Guerra dos Mundos (2025)
War of the Worlds
Rich Lee · 2025
Crítica de Natan Melo
Review exclusiva do site, publicada em Setembro de 2025
Um filme sobre família, sobre superação, sobre perda de privacidade e sobre… uma invasão alienígena que veio à Terra para destruir os nossos ficheiros? A Guerra dos Mundos (2025) é uma espécie de remake do filme de 2005 dirigido por Steven Spielberg que, por sua vez, também é uma adaptação da obra literária original de 1897: War of the Worlds.
E, mesmo com tudo isso, tenho o desprazer de informar que estamos diante do pior filme do ano. Na verdade, chego a considerá-lo o pior filme da década ou até mesmo um dos piores filmes deste século, sem exageros. Mas, se ele é assim tão mau, por que tive o infortúnio de o ver? Simples: para salvar outras pessoas de passarem pelo mesmo.
Will Radford (Ice Cube) é um dos maiores analistas de segurança dos Estados Unidos e é responsável por encontrar hackers e outras ameaças digitais para o governo. Ao mesmo tempo, ele usa essas mesmas habilidades para ser superprotetor e monitorar a sua própria família. No entanto, tudo muda quando a Terra é atacada por aliens que procuram algo que o governo escondia de todos, inclusive do próprio Will, por muito tempo.
Antes de continuar, aviso que esta crítica terá todos os spoilers possíveis, já que a história seria confusa demais de se explorar sem contar certos detalhes e eu também não quero que ninguém mais sofra assistindo a essa “obra-prima”.
O filme segue um estilo cinematográfico similar ao de Searching, em que toda a narrativa decorre através da tela do computador do protagonista e da sua facecam. Mas, ao contrário de Searching (que é realmente bom e recomendo), este filme é visualmente horroroso e não faz sentido algum.
O enredo, só por si, é péssimo.
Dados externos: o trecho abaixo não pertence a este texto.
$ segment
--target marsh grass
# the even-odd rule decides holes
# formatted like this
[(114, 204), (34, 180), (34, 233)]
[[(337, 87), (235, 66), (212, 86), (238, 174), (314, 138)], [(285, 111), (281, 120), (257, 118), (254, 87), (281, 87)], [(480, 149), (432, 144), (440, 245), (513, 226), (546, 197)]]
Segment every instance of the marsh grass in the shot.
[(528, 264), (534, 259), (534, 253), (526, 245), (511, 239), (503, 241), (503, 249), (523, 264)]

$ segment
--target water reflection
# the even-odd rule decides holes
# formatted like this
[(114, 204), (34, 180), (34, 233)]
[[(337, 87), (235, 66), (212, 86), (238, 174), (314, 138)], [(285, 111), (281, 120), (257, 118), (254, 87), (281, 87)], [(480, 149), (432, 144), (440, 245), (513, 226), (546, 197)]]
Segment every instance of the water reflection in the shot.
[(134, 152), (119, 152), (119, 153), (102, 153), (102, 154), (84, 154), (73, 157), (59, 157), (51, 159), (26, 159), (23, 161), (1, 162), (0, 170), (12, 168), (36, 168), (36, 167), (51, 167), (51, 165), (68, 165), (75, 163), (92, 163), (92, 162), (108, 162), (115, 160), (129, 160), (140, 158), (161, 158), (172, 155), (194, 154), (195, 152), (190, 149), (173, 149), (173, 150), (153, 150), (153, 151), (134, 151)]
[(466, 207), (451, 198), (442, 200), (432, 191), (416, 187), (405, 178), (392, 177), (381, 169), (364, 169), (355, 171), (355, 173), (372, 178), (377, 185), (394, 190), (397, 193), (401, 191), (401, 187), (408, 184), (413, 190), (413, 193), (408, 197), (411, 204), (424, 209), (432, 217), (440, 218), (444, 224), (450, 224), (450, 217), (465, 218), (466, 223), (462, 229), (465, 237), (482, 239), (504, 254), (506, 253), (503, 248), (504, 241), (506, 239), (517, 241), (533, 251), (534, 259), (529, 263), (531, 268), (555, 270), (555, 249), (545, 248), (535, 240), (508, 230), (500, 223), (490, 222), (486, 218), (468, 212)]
Além de ser extremamente previsível, nada tem nexo. Toda parte ligada ao “hacking” é completamente mal representada. Não tem lógica os aliens atacarem os armazenamentos do governo para roubar dados pessoais das pessoas quando quem na verdade está a recolher as nossas informações hoje em dia são as empresas como a Google, a Meta ou a Amazon, e não o governo diretamente.
Quanto aos personagens… não há nenhum que se salve. A má interpretação do elenco soma-se a uma escrita fraca e sem profundidade. Todos são unidimensionais e não há qualquer humanização. Além disso, o número reduzido de personagens (menos de uma dúzia) torna qualquer tentativa de plot twist completamente previsível e triste.
Uma banda sonora boa? Não há. Efeitos visuais realistas? Não existem. Algum tipo de mensagem para a audiência? Não encontrei. Porém, em contrapartida, há muita comédia neste filme de drama, porque cada erro que surge é simplesmente hilário. Enquanto o Ice Cube faz as suas caras de streamer de react, é possível ver, em vários momentos, o reflexo do monitor nos seus óculos e é simplesmente uma tela verde… Como pode um dos maiores génios mal saber usar uma ferramenta básica como o Excel? Para não falar que, quando o Facebook é apagado, ele perde todas as suas fotos que estavam guardadas apenas lá e não na nuvem, numa galeria ou em qualquer outro lugar. Estes são apenas alguns dos MUITOS exemplos de erros grotescos que o filme comete.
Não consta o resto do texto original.